Be aware though that in some markets the info might be extremely “thin”. Also, it may take some explaining for the distribution companies to understand why this is so important for you.
Contact a couple of their existing suppliers and ask for a reference. This is a little like asking for employee references when recruiting so you need to accept the limitations of this tool. For example, if you ask a Japanese company about their partner in Hong Kong or Thailand, you’re unlikely to really find out very much at all. On the other hand, I once contacted a company only to be told they’d had discussions but never worked with a certain distributor… so that one fell off the short list for dishonesty right away!
Good old Google
Search Google Earth for their company address. Does the company exist there? Is this an office building or a residential facility? Of course, not everyone is trying to scam you in some way, but there are cases where companies don’t legally exist but try to act as if they were established.
Is the company present on LinkedIn? How many employees have a profile on LinkedIn? You need to be careful when drawing conclusions from this approach as LinkedIn is not as ubiquitous in many markets as it is in the US or UK. For example, in Austria or Germany, many people use Xing (= a local language platform) or view LinkedIn purely as a kind of CV depository. In China, LinkedIn is only accessible via a VPN so not finding a company there doesn’t indicate anything suspicious.
Nothing beats IRL (In Real Life) for Finding the Perfect Partner (or as close as possible)
Before making any final decisions about which distribution partner you should entrust your brand to, it is always best to visit the market in person if possible.
You can do a large amount of up-front screening via online meetings, however nothing beats a personal visit. That way you can get a feel for the market dynamics (for sure you will better understand why certain things don’t work or why others are necessary) as well as sitting down to discuss and have a meal with potential partners.
At the end of the day you do business with people so if you discover that you just can’t get on with your potential partner then this doesn’t augur well for your future success. For me personally the absolute minimum is that in addition to the measurable KPIs that I need a partner to fulfil I can also happily spend lunch or dinner with that team.
Give the relationship time to mature – Distributor Dating isn’t a fast game
At the start of any new international expansion project everyone on the team is full of enthusiasm and expects to progress within weeks. Sometimes though it can take months until you really find the right partner. You can’t force these things – it’s better to wait until you have the right partner than to begin with one who will destroy any future chance on the market.

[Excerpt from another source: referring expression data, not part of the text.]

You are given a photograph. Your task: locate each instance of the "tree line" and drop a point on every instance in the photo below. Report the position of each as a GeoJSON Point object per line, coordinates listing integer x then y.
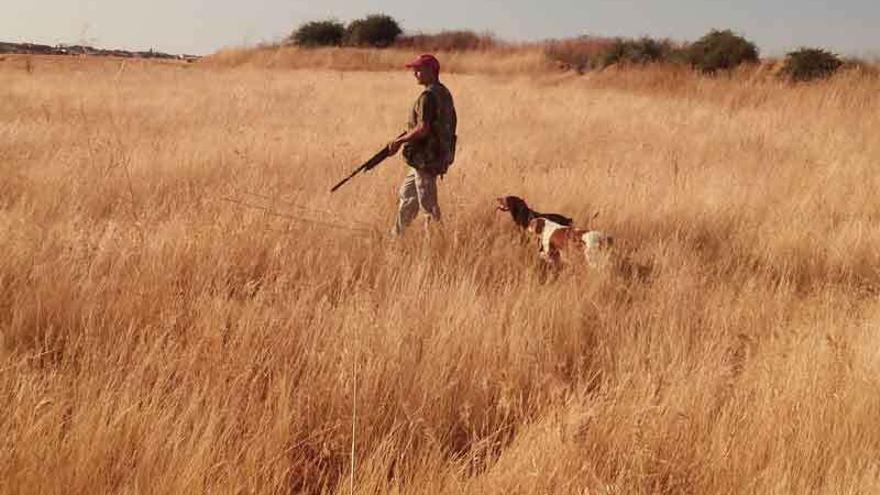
{"type": "Point", "coordinates": [717, 50]}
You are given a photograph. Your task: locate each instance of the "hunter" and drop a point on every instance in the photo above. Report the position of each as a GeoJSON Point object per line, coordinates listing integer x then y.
{"type": "Point", "coordinates": [428, 145]}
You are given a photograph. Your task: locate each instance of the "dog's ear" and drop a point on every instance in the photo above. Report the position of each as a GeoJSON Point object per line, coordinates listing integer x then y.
{"type": "Point", "coordinates": [536, 225]}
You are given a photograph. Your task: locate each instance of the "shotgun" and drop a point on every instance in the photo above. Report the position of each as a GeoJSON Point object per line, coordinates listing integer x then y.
{"type": "Point", "coordinates": [368, 165]}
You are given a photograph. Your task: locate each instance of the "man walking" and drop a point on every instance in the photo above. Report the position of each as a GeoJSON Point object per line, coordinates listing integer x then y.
{"type": "Point", "coordinates": [428, 144]}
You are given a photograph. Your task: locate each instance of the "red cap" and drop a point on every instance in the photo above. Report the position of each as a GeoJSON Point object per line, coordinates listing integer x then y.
{"type": "Point", "coordinates": [426, 60]}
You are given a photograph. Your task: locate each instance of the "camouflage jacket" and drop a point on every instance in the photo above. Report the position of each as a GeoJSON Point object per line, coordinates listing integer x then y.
{"type": "Point", "coordinates": [436, 151]}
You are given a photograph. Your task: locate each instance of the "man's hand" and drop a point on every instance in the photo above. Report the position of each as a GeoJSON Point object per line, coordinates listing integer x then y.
{"type": "Point", "coordinates": [393, 146]}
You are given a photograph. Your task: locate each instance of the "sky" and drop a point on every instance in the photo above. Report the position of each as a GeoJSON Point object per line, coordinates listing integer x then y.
{"type": "Point", "coordinates": [848, 27]}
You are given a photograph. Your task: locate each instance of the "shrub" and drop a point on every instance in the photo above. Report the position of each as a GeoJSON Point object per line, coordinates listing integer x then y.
{"type": "Point", "coordinates": [377, 30]}
{"type": "Point", "coordinates": [448, 41]}
{"type": "Point", "coordinates": [319, 33]}
{"type": "Point", "coordinates": [580, 54]}
{"type": "Point", "coordinates": [807, 64]}
{"type": "Point", "coordinates": [721, 50]}
{"type": "Point", "coordinates": [636, 51]}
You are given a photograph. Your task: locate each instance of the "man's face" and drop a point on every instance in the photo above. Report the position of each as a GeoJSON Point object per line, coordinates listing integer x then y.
{"type": "Point", "coordinates": [424, 75]}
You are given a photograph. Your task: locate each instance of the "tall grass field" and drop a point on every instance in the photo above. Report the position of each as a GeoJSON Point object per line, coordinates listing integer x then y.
{"type": "Point", "coordinates": [185, 308]}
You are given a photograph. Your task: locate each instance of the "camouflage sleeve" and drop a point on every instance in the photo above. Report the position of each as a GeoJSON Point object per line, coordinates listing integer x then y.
{"type": "Point", "coordinates": [427, 108]}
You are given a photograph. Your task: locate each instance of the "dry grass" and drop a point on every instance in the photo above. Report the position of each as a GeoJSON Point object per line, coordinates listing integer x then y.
{"type": "Point", "coordinates": [156, 338]}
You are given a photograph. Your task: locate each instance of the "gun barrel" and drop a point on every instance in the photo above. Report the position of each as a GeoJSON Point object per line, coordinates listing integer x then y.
{"type": "Point", "coordinates": [375, 160]}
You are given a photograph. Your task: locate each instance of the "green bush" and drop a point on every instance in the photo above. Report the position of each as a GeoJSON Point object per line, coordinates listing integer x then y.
{"type": "Point", "coordinates": [721, 50]}
{"type": "Point", "coordinates": [319, 33]}
{"type": "Point", "coordinates": [459, 40]}
{"type": "Point", "coordinates": [807, 64]}
{"type": "Point", "coordinates": [636, 51]}
{"type": "Point", "coordinates": [580, 54]}
{"type": "Point", "coordinates": [376, 30]}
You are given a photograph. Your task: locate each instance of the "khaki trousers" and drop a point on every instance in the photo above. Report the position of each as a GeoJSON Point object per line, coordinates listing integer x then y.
{"type": "Point", "coordinates": [418, 192]}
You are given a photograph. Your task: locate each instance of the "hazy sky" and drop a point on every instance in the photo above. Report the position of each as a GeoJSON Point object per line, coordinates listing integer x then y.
{"type": "Point", "coordinates": [202, 26]}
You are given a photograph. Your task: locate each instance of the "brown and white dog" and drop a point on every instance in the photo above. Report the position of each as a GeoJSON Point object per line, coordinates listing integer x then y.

Changing a distribution partner (at least in consumer goods) usually costs you effectively between 6 and 12 months sales so it’s better to wait and be certain rather than rushing into a partnership without a strong foundation.
After a visit to the market and meeting with your short list of 3 potential partners you should be in a position to make a decision about which one to go with. To make that an objective decision it’s worth choosing a method such as a balanced scorecard in order to judge each partner against the same criteria. Whilst there’s often pressure to make a fast gut decision, it’s really worth investing the time, resources and money to thoroughly investigate your options up front. These costs are considerably lower than if you go with the wrong partner and have to salvage your brand sales and reputation later.
To stick with our dating analogy, you wouldn’t marry after just a coffee date would you? So keep the same principles in mind with your distributor dating.